Design of a Floating Point DSP for
Full Precision MPEG-1 Layer II and III Decoding

Johan Eilert, Dake Liu
Dept. of Electrical Engineering
Linköping University
S-581 83 Linköping, Sweden
Email: {je,dake}@isy.liu.se

Abstract—The purpose of this work has been to design and evaluate a floating point DSP for MPEG-1 layer II and III audio decoding. The intention has been to minimize the word length and memory usage while still satisfying the full precision requirements for both layer II and III as specified in the standard. This is compared to one of our previous works where we have only aimed for a specific word length and the audio quality was not considered.

A floating point number representation offers a better trade-off between dynamic range and precision than a fixed point representation for a given word length. Further, using a floating point representation means that smaller memories can be used which leads to smaller chip area and lower power consumption.

The result is a very area and MIPS effective DSP for MPEG-1 audio decoding.

I. INTRODUCTION

The MPEG-1 standard for audio coding [1] describes three implementation layers called layer I, II, and III, with corresponding increase of complexity and reduction of bit rate. A decoder that is capable of decoding a certain layer needs very little modification in order to be able to decode the lower complexity layers.

In this work we have focused on the last two layers. Layer II is today used for audio coding in DAB, European digital radio broadcasting, and layer III has become extremely popular for storing music on both personal computers and portable music players due to its high sound quality at low bit rates.

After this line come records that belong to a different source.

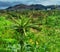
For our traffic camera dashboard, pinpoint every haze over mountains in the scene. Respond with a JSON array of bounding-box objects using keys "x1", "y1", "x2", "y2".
[
  {"x1": 0, "y1": 0, "x2": 60, "y2": 10},
  {"x1": 7, "y1": 4, "x2": 60, "y2": 10}
]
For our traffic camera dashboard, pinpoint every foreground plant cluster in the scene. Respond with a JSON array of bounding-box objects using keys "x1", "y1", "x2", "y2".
[{"x1": 0, "y1": 10, "x2": 60, "y2": 52}]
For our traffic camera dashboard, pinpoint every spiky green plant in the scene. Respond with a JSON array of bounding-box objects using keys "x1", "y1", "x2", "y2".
[{"x1": 4, "y1": 16, "x2": 41, "y2": 52}]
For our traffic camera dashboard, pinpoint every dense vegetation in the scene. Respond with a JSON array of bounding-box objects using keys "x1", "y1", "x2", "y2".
[{"x1": 0, "y1": 10, "x2": 60, "y2": 52}]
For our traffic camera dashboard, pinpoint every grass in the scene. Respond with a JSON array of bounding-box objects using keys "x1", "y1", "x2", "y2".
[{"x1": 0, "y1": 11, "x2": 60, "y2": 52}]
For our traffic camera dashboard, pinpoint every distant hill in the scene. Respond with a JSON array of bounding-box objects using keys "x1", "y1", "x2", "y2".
[{"x1": 7, "y1": 4, "x2": 60, "y2": 10}]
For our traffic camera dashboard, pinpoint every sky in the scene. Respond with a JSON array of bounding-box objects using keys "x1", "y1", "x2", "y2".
[{"x1": 0, "y1": 0, "x2": 60, "y2": 8}]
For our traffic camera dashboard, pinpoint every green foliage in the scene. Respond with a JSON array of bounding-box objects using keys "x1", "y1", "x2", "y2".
[{"x1": 0, "y1": 10, "x2": 60, "y2": 52}]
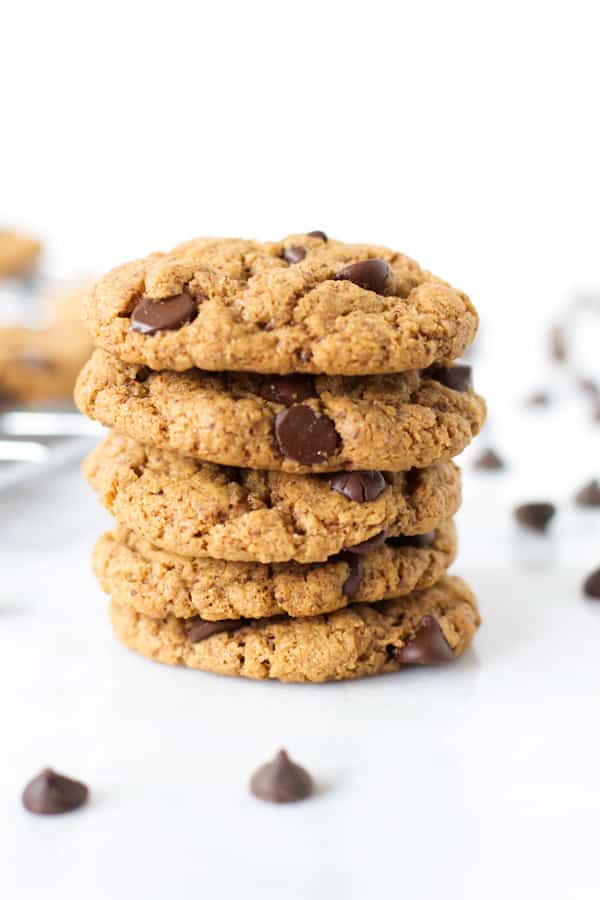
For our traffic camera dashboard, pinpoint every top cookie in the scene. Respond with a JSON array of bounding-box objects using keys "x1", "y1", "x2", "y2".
[{"x1": 84, "y1": 232, "x2": 478, "y2": 375}]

Embedded decoders usually have to use two 16-bit memory words for each intermediate value to achieve the required dynamic range with fixed point arithmetic. We have investigated the feasibility to use a short word length floating point representation to reduce the memory cost. This would reduce the memory usage which would have a positive effect on power consumption and chip area. Another advantage with floating point arithmetic is that the hardware eliminates virtually all scaling operations generally associated with fixed point arithmetic which leads to shorter firmware development time.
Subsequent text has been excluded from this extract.